Я уверен, что природа, подобная кларанской, особенно усилила бы в душе Фейербаха чувство, продиктовавшее ему это двустишие. Не то, как мы знаем, было с Толстым. В нем кларанские виды обостряли страх смерти. Наслаждаясь сознанием своего единства с природой, он содрогается от ужаса при мысли о том, что настанет такое время, когда исчезнет противоположность между его ‘я’ и тем прекрасным ‘не-я’, которое составляет окружающая его природа. Фейербах в своих ‘Todesgedanken’ с истинно-немецкой основательностью, с четырех различных точек зрения, доказывал несостоятельность мысли о личном бессмертии. Толстому (см. его ‘Исповедь’) в течение долгого времени, если не всегда, казалось, что если нет бессмертия, то и жить не стоит.
Толстой чувствовал совсем иначе, нежели чувствовали Фейербах и Шелли. Это, конечно, дело ‘характера’. Но Замечательно, что в разные исторические эпохи люди различно относились к мысли о смерти. Блаженный Августин говорил, что римлянам слава Рима заменяла собою бессмертие. И на эту сторону дела обращал внимание своих читателей тот же Фейербах, говоривший, что стремление к личному бессмертию утвердилось в душах европейцев лишь со времени реформации, явившейся религиозным выражением свойственного новому времени индивидуализма. Наконец, справедливость той же мысли доказывает по-своему, — т. е. при помощи ярких художественных образов, — и сам Толстой в своем знаменитом рассказе ‘Три смерти’. Там умирающая барыня обнаруживает большой страх смерти, между тем как неизлечимо больной ямщик Федор остается как будто вовсе не доступным для этого чувства. В этом сказывается разность — не исторического, а социального положения. В новой Европе высшие классы всегда были проникнуты гораздо большим индивидуализмом, нежели низшие. А чем глубже проникает в человеческую душу индивидуализм, тем прочнее укрепляется в ней страх смерти.
Толстой — один из самых гениальных и самых крайних представителей индивидуализма нового времени.
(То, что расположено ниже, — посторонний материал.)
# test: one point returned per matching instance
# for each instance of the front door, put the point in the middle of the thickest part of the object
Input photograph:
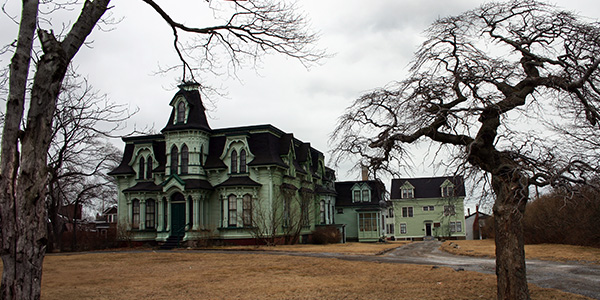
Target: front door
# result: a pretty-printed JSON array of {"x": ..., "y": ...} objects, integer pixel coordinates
[
  {"x": 427, "y": 229},
  {"x": 178, "y": 219}
]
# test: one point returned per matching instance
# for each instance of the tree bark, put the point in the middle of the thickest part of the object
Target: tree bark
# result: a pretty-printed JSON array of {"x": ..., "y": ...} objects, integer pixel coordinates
[{"x": 508, "y": 210}]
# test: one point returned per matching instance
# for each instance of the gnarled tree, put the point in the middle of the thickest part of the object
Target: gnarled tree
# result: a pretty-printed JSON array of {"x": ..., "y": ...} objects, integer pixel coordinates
[
  {"x": 491, "y": 86},
  {"x": 252, "y": 29}
]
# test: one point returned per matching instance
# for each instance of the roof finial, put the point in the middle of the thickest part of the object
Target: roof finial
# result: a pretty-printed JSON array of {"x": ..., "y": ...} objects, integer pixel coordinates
[{"x": 189, "y": 85}]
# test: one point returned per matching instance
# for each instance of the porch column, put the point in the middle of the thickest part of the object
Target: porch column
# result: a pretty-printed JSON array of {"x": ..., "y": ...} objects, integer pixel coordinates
[
  {"x": 142, "y": 214},
  {"x": 196, "y": 212},
  {"x": 129, "y": 214},
  {"x": 161, "y": 212},
  {"x": 168, "y": 212}
]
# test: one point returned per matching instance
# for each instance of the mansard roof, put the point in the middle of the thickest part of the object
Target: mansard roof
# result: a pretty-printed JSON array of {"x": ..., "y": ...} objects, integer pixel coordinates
[
  {"x": 429, "y": 187},
  {"x": 239, "y": 181},
  {"x": 196, "y": 118},
  {"x": 344, "y": 192},
  {"x": 158, "y": 149}
]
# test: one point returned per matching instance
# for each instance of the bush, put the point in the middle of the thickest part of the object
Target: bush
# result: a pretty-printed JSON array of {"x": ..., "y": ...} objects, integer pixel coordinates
[
  {"x": 564, "y": 218},
  {"x": 326, "y": 235}
]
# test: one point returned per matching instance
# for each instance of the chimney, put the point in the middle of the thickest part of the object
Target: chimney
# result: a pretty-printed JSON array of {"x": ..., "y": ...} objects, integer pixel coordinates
[{"x": 365, "y": 173}]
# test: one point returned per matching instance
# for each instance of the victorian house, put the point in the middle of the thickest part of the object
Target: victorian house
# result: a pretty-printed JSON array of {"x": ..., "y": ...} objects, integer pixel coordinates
[
  {"x": 428, "y": 208},
  {"x": 236, "y": 184}
]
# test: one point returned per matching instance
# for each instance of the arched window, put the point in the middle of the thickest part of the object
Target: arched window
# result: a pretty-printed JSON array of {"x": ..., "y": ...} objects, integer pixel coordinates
[
  {"x": 149, "y": 168},
  {"x": 243, "y": 161},
  {"x": 233, "y": 161},
  {"x": 150, "y": 213},
  {"x": 174, "y": 160},
  {"x": 135, "y": 214},
  {"x": 232, "y": 211},
  {"x": 322, "y": 212},
  {"x": 202, "y": 155},
  {"x": 185, "y": 158},
  {"x": 247, "y": 210},
  {"x": 141, "y": 172},
  {"x": 180, "y": 112}
]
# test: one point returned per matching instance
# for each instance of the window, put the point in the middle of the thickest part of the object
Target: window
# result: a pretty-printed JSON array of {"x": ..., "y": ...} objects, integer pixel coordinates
[
  {"x": 407, "y": 193},
  {"x": 367, "y": 221},
  {"x": 190, "y": 211},
  {"x": 390, "y": 228},
  {"x": 141, "y": 171},
  {"x": 233, "y": 161},
  {"x": 201, "y": 155},
  {"x": 402, "y": 228},
  {"x": 185, "y": 159},
  {"x": 149, "y": 168},
  {"x": 322, "y": 212},
  {"x": 366, "y": 195},
  {"x": 428, "y": 208},
  {"x": 135, "y": 216},
  {"x": 180, "y": 112},
  {"x": 247, "y": 210},
  {"x": 447, "y": 191},
  {"x": 407, "y": 212},
  {"x": 243, "y": 161},
  {"x": 174, "y": 160},
  {"x": 150, "y": 214},
  {"x": 356, "y": 196},
  {"x": 456, "y": 226},
  {"x": 449, "y": 210},
  {"x": 232, "y": 208}
]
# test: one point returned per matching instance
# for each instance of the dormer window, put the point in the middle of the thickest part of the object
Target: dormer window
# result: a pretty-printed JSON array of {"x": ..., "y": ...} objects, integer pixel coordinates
[
  {"x": 361, "y": 193},
  {"x": 174, "y": 159},
  {"x": 233, "y": 161},
  {"x": 447, "y": 189},
  {"x": 180, "y": 112},
  {"x": 185, "y": 158},
  {"x": 407, "y": 191},
  {"x": 141, "y": 171},
  {"x": 243, "y": 161},
  {"x": 149, "y": 168}
]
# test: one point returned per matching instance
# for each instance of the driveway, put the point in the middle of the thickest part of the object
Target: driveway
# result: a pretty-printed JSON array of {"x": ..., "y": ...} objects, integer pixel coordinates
[{"x": 583, "y": 279}]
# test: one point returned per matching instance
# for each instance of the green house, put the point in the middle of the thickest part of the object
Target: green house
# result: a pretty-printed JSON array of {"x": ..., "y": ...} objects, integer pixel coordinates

Индивидуализм наложил глубочайшую печать как на его художественные произведения, так и, в особенности, на его публицистические взгляды. Неудивительно, что он отразился и на отношении его к природе. Как ни любил Толстой природу, но он не мог бы найти ничего убедительного в доводах Фейербаха против мысли о личном бессмертии. Эта мысль являлась для него психологической необходимостью. А если вместе с жаждой бессмертия в его душе жило, можно сказать, языческое сознание своего единства с природой, то это сознание вело у него лишь к тому, что он не мог, подобно древним христианам, утешаться мыслью о загробном бессмертии. Нет, такое бессмертие было для него слишком мало заманчивым. Ему нужно было то бессмертие, при котором вечно продолжала бы существовать противоположность между его личным ‘я’ и прекрасным ‘не-я’ природы. Ему нужно было то бессмертие, при котором он не переставал бы чувствовать вокруг себя жаркий воздух, ‘клубясь, уходящий в бесконечную даль’ и ‘делающий глубокую голубизну бесконечного неба’. Ему нужно было то бессмертие, при котором продолжали бы ‘жужжать и виться мириады насекомых, ползать коровки, везде кругом заливаться птицы’. Короче, для него не могло быть ничего утешительного в христианской мысли о бессмертии души: ему нужно было бессмертие тела. И едва ли не величайшей трагедией его жизни явилась та очевидная истина, что такое бессмертие невозможно. Это, конечно, не похвала. И это, разумеется, не упрек. Это простое указание на тот факт, который необходимо должен будет принять во внимание всякий тот, кто захочет понять психологию великого писателя русской земли.